Rob’s Truth: The Bedroom God

If there is one thing I know, it’s church. My mother was a choir director when my brothers and I were very young. Consequently, we got an extra dose of church due to choir or praise team practice. Late into Friday night, we would sit on those hard pews as the choir worked out the selections for Saturday’s service.

I knew, like all the youth, every crack and crevice of that old church. I knew every exit, every closet and every stairwell. There was no room that I had not thoroughly explored. During those years, it was a vast magical world. Magical because every so often strange things would happen.

I’ve observed the ushers in white collect the morning’s tithes and offerings while the congregation sang “You Can’t Beat God’s Giving”. So often the choir sang until screams rang out in the sanctuary. The spirit caused folk to rock side to side and lift their hands. And when they couldn’t take it anymore, they would wail.  They would wail and they could not be comforted. An usher would have to lead them out of the sanctuary until the spirit turned them loose. 

I’ve seen the sanctuary filled with white smoke when there was no fire. I was taught that it was the Shekinah. It meant the presence of God had filled the sanctuary. I’ve watched with fascination as the preacher preached himself into a fit. He seemed to strain underneath the weight of delivering the word of God. I recall Pastor Penn, a deep baritone, would sing his favorite song before every sermon. James Cleveland’s, “I Don’t Feel No Ways Tired”. Bellowing,

“I don’t feel no ways tired

I’ve come too far from where I started from

Nobody told me that the road would be easy

I don’t believe He brought me this far to leave me”

Yes, I know church. And I know God. 

During my final two years of high school, I lived with my grandparents in Buffalo, NY. Life had become extremely complex overnight. I was faced with all the dangers and obstacles that most inner-city youth are faced with; drugs, violence, crime, sex, etc. I was trying to find myself in the midst of it all. 

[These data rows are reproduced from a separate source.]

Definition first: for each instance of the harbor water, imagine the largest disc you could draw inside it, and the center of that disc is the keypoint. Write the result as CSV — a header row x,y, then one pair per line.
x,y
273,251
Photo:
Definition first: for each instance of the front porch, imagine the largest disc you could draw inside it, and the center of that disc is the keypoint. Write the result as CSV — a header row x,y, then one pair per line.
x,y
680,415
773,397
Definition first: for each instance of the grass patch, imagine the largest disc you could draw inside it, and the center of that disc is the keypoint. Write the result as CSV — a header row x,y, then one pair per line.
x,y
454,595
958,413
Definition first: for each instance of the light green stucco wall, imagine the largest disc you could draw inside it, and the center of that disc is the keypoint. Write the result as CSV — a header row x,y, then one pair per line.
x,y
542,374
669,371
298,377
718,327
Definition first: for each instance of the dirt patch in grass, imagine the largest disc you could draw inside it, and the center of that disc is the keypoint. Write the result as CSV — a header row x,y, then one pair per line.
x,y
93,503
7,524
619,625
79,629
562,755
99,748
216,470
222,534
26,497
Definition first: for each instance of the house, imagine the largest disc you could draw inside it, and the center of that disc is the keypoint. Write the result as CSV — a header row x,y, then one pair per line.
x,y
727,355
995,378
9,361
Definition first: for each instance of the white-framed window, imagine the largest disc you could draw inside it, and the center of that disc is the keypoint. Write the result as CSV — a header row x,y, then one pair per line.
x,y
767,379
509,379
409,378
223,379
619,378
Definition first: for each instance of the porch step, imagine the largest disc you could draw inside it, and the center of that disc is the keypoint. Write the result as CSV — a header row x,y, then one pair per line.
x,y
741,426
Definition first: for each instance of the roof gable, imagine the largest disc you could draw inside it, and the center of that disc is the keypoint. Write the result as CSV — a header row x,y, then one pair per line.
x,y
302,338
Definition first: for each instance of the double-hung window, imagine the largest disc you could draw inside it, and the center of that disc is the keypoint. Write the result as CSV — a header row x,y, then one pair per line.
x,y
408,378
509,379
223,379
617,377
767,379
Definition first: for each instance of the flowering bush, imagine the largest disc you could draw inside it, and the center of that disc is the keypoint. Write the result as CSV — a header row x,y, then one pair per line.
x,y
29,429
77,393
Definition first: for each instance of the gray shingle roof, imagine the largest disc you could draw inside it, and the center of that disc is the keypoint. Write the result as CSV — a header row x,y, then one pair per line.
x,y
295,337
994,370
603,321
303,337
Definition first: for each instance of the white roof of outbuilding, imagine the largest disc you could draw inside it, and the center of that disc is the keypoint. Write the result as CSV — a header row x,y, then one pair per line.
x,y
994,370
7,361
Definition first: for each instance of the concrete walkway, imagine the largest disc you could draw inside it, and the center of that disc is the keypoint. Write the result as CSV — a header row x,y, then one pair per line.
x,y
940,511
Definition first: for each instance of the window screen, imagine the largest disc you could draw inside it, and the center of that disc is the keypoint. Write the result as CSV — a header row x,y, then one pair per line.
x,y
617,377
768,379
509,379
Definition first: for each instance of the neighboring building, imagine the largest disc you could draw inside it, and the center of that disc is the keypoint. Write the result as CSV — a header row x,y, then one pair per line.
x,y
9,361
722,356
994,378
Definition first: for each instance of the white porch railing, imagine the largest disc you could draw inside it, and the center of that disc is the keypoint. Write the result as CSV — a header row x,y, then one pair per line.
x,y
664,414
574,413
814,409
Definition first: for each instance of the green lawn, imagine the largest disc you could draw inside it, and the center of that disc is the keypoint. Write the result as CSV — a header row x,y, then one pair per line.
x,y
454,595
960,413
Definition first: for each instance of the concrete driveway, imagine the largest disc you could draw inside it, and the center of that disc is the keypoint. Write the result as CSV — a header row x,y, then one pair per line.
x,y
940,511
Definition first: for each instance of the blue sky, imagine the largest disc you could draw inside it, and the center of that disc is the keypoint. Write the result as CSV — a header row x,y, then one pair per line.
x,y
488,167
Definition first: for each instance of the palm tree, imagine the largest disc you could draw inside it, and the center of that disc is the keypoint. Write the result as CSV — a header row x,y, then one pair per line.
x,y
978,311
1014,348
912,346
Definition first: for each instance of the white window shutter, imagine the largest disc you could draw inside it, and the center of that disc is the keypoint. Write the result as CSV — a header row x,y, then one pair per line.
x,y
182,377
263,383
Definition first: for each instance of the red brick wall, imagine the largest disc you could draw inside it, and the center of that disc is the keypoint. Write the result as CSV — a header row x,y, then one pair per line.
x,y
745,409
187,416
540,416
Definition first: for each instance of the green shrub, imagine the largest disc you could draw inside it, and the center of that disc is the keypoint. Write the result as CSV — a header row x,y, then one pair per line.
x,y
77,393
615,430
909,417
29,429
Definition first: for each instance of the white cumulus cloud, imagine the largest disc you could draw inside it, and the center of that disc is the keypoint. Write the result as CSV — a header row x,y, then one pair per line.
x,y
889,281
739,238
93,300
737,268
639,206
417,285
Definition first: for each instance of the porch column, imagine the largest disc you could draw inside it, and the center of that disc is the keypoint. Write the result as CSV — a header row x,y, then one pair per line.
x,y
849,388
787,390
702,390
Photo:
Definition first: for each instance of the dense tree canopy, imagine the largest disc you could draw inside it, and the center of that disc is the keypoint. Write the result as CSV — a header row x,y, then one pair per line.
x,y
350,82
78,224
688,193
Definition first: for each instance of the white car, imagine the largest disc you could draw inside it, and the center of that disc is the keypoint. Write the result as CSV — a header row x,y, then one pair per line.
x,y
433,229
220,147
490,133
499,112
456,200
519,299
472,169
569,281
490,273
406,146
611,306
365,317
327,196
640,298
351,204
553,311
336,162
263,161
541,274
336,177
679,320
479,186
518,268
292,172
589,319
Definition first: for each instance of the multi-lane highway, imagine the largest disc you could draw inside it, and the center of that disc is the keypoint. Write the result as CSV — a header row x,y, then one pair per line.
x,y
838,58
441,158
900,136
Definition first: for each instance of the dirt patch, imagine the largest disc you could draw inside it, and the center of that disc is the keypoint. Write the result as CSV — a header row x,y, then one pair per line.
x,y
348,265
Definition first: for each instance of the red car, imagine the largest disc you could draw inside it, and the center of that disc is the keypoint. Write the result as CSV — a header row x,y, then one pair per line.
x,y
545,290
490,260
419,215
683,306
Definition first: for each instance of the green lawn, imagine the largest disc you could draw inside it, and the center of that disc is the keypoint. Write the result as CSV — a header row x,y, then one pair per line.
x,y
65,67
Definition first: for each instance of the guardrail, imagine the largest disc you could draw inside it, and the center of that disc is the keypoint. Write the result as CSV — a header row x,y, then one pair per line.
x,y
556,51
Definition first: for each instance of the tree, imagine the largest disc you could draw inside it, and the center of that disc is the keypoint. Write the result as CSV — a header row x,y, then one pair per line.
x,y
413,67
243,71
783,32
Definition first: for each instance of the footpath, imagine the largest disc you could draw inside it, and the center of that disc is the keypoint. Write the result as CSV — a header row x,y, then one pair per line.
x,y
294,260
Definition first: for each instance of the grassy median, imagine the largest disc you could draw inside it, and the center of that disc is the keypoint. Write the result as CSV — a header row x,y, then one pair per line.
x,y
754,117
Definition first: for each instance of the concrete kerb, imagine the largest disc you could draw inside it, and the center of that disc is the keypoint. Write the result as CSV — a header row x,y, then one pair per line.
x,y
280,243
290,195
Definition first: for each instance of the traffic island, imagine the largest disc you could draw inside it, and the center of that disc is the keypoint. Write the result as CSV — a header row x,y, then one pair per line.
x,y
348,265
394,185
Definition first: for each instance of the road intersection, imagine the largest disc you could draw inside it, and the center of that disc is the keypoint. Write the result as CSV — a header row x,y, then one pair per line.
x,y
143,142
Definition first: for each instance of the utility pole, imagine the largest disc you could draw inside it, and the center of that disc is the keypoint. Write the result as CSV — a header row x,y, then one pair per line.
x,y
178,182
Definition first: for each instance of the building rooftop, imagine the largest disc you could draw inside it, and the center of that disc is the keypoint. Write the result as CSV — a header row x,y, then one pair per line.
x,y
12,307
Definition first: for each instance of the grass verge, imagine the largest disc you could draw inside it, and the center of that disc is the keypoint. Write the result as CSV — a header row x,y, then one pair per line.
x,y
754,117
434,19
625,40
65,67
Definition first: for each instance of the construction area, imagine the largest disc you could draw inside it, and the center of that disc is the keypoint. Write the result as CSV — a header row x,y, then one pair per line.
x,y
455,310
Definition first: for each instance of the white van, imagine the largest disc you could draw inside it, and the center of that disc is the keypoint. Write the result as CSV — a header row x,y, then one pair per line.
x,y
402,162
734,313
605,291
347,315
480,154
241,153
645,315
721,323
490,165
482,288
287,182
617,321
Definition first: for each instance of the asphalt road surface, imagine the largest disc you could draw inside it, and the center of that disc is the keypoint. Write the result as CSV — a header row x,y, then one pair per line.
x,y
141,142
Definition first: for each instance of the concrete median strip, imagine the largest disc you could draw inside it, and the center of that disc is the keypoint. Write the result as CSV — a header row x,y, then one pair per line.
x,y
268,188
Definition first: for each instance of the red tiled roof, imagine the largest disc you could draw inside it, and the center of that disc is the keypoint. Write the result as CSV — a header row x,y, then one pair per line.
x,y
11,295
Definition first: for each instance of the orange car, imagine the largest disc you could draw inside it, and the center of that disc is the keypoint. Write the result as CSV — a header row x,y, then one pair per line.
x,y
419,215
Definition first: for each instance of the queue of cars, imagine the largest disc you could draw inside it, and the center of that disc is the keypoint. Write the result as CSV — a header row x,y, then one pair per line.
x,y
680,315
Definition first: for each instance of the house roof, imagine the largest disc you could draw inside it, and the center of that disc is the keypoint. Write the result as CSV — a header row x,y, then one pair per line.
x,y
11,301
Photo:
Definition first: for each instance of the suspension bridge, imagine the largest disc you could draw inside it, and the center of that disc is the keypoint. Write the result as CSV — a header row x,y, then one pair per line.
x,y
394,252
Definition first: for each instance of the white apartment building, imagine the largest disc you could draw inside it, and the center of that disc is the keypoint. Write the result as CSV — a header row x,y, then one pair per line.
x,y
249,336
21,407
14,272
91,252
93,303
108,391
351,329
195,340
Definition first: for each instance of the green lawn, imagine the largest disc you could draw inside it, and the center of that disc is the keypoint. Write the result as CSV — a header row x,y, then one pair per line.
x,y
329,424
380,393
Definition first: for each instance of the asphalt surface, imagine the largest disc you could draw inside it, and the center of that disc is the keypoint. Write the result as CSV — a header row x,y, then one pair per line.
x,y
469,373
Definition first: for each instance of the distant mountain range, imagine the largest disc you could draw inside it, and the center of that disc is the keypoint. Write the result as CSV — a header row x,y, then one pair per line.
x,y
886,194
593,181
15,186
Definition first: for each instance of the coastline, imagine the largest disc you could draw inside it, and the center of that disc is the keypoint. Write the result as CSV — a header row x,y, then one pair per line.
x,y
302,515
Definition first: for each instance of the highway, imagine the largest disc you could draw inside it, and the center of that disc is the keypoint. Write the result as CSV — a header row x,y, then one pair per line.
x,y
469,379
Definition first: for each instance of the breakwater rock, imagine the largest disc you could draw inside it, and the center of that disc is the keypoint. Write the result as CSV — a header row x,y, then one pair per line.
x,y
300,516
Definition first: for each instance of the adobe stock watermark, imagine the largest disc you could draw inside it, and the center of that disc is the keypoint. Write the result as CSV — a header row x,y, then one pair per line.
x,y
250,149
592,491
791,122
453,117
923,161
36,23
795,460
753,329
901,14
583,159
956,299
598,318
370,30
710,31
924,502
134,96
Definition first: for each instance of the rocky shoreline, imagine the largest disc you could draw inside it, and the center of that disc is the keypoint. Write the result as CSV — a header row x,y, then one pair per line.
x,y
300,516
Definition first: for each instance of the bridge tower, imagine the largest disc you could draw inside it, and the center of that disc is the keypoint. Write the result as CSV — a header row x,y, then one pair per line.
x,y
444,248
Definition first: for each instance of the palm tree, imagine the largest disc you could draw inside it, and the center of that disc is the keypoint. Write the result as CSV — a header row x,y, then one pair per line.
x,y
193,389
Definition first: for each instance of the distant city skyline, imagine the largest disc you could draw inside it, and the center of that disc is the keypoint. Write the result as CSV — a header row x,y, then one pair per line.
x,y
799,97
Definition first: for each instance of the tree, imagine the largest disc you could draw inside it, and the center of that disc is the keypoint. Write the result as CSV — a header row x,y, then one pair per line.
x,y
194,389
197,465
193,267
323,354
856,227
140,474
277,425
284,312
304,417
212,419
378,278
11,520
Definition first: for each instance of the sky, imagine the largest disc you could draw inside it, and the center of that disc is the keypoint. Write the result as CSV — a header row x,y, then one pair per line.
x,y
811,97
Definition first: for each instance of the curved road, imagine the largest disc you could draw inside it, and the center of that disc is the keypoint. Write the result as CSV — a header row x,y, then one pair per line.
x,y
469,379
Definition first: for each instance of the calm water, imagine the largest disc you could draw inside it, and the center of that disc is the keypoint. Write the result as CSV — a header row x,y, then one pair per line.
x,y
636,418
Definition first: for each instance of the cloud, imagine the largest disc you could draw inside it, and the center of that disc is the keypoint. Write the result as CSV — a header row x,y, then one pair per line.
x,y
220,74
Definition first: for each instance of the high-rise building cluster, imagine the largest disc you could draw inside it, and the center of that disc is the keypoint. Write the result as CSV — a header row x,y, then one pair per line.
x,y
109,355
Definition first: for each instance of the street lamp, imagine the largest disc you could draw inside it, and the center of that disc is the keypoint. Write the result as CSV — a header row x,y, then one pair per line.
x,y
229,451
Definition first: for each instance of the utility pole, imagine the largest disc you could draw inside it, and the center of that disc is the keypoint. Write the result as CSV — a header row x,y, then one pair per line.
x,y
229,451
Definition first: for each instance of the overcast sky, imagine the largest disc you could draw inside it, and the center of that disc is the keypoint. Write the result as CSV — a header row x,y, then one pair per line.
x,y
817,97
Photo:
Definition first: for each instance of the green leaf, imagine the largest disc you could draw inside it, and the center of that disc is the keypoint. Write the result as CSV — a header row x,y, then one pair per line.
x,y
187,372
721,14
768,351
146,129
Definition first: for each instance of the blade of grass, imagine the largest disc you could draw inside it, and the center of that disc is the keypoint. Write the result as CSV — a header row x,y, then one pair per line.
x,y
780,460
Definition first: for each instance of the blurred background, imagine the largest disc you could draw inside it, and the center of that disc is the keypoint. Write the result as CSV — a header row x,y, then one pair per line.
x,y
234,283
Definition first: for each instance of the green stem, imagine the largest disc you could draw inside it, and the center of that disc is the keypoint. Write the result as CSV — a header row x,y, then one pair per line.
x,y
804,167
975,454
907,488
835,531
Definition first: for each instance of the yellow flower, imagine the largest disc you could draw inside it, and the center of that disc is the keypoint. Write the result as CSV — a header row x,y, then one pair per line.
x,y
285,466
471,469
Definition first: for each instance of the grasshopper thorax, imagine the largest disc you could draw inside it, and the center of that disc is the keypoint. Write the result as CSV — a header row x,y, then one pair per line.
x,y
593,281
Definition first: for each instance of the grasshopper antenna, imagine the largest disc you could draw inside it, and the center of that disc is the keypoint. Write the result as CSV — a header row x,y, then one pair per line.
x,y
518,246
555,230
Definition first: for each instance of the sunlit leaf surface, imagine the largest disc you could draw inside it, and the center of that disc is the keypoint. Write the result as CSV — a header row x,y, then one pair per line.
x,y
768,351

One night, I prayed to God and asked him to reveal himself. I told him that if He didn’t, I would live my life on my terms. I didn’t set any parameters. I only asked that it be undeniable. I needed to know God was real.

A few hours later, around 5 am, someone called the house phone, which lay directly beside my Grandmother. She answered the phone, at first concerned, and then irritated when the caller asked for me. 


“Robert. Robert! It’s for you!” my Grandmother yelled with so much disagreeableness that I swore I would slap whatever fool thought it was a good idea to call the house phone this early. Everyone knows you don’t just call the house phone all willy nilly.
“Hello.”

“What do you want?” The caller asked in such an agitated tone you would have thought I’d woken him from his sleep.

“What? Who is this? You…you called me.” I responded confused and groggy.

“Its Paul. What. Do. You. Want?” He replied with increasing annoyance.

“Bruh.” I had to pause and collect myself. I wasn’t known for my patience or gentleness in those days. “Bruh.Yoooouuuuu called ME. What do YOU want???”

“Robert. What do you want?!?!”

“What in the world is…”

“Robert, God has been bothering me about you all week. He would not let me sleep until I called you. I have to work in a few hours. WHAT. DO. YOU. WANT???”

I felt the world shrink in that moment. I had communicated with the spirit or my conscience my entire life. “Robert, don’t do that.” “Robert, you should apologize.” “Robert, don’t say that.” I very rarely headed that voice. It was as if, in frustration, the voice stepped out of my head and spoke through someone else. It is very strange to hear the prayers you prayed in your bedroom answered through a man in another city. I felt very small and I’ve never really felt alone again.

Paul was my Mom’s friend. He was in that choir that I was telling you about. That morning, Paul and I had our first of many conversations. He prayed with me and he went to sleep. I spent the rest of the morning trying to wrap my mind around what had happened.

I don’t attend church much nowadays. I have my reasons. Reasons I know are valid. But that’s a story for another time. I’m like an Old Testament prophet. I only show up in church to teach and rebuke. I’m only slightly joking.

Anyway, for the past few years my relationship with God has existed primarily in the place we found each other. I’ve developed a rich and complex relationship with the God of the Universe, The Most High God, within the four walls where I lay my head at night. Our relationship is lit. And though he is called by many names, He never did tell me his. So I call him the Bedroom God. He doesn’t seem to mind.

That’s where my allegiance lies. That’s who I worship. That’s my truth. All praises due to the Bedroom God.

By the way, my name’s Robert. But call me Rob. I look forward to meeting you! We’ll talk more soon.

Robert Allen Bailey hails from Western NY and holds a BA in Theology from Oakwood University and two Masters degrees (Social Work and M.S. in Community and International Development) from Andrews University. He now serves as a Therapist at Beach Stone Counseling and the Urban League. He is also the founder and lead facilitator of 19E Training and Development. Robert stakes his hope and his work in the spirit of David when he said, “I would have fainted if I did not believe I would see the goodness of the Lord in the land of the living.”